Sonic Labyrinth is good.

"But you go so slow" No you don't, the spindash is right there. "But it's so wild and uncontrollable" Uh, get good? Sorry, can you say 'skill issue'? Filtrado? Shit and poop and fart?? It goes in a straight line, you curve it slightly with the d-pad, or stop it with a button. Sonic skids to stop and you have to anticipate that in advance when on the move. That's not janky controls. That's not a lack of testing. That's game design. Learn it, sillies. The contrast between slow walking and risky spindashes DEFINES Labyrinth's design economy: It's an intentional juxtaposition. You can't think of it as platforming, it's more akin to golf: Spindashes are your putt, and walking is for modifying your lay on the green. You are playing a nonstop, high-speed game of mini-golf. Every level is designed intimately around this, with wide boxed areas divided by slopes, doors, springs, and other railed transportation devices.

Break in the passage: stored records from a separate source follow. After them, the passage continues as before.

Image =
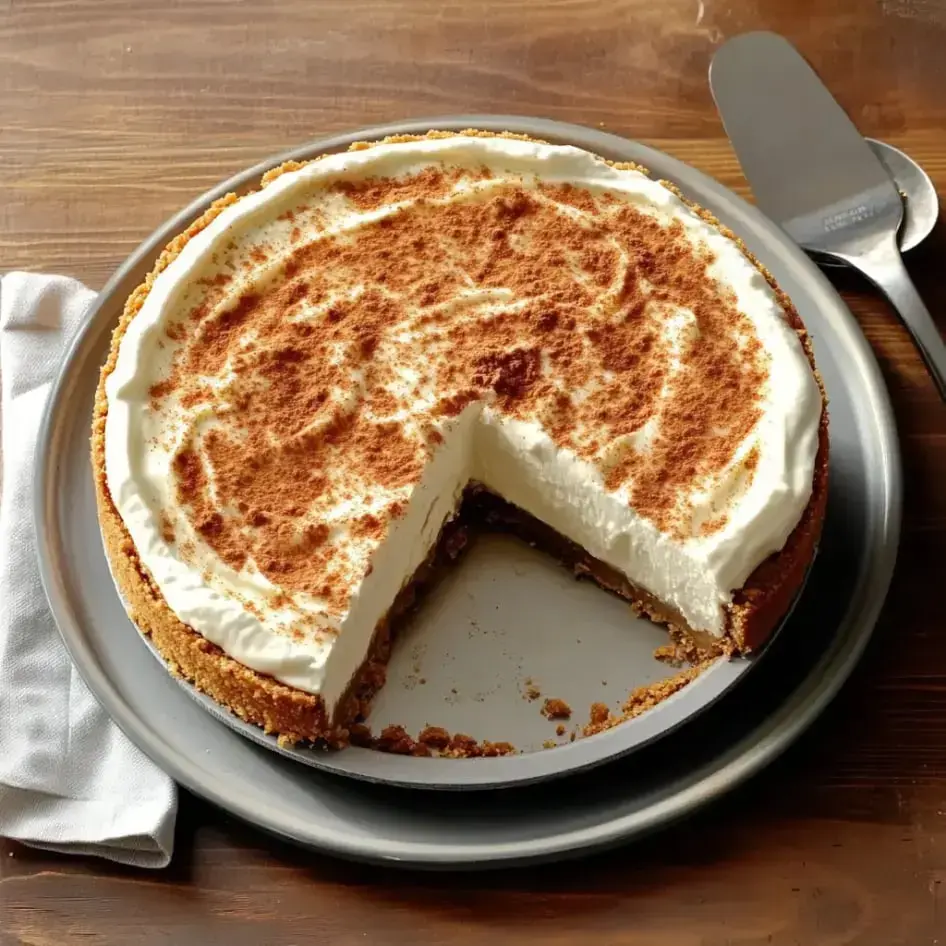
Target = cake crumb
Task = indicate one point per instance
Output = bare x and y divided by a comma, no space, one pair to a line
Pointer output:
432,741
599,714
555,708
642,699
434,736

You can't divorce control methods from the environments they are contained in; they're tangential to each other, and Sonic's controls work for these levels, period.

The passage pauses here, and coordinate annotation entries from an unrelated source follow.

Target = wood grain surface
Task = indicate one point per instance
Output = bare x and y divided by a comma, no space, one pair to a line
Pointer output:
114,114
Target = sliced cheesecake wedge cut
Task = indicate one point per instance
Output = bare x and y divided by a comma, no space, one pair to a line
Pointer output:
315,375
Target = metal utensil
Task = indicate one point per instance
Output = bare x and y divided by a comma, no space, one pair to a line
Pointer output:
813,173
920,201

The REAL problem is the last few levels, which are just genuinely terrible, giving 'Labyrinth' its name, expecting you to trudge through poorly-directed mazes of teleporters and gates. 4-3 is basically unbeatable without a map and is what people THINK this game is.

Bosses ain't too hot either, but at least they're easy, with the one exception being 2-4's crab (which SUSPICIOUSLY looks like a gadget twins enemy). The Eggman robot with a feathered helmet is fucking ridiculous-looking; Robotnik commited too hard to the castle bit.

One other critique is the length and visual variety; 4 zones is kinda slim, even as someone who prefers short games. And of those levels, there's only a small amount of level palettes that they distribute between them. There's a lack of distinction per zone that creates the same sense of world other Sonic games have.

Anyway, bottom line, it's good. I stand my ground that careening through its levels is really cathartic, at least until endgame. If you took Kirby's Dream Course and made it a real-time platform game, this is it: The textbook example and a great exercise for it. I think people should have more open-mindedness for the way Sonic games are designed instead of shutting themselves off because it's dissimilar to the traditional speeds and flows that define the classics. People are fully capable of understanding divergent or intentionally discomforting gameplay schisms for so many other franchises, and I will never understand why Sonic specifically is the one who cannot be blessed with that same respect.

Reviewed on Nov 01, 2022


2 Comments


1 year ago

Can you believe it??? A Sonic game where you GO SLOW??? What the heck, I'm going slow??? In a SONIC game??? Sonic games are about going fast, but I'm going slow?????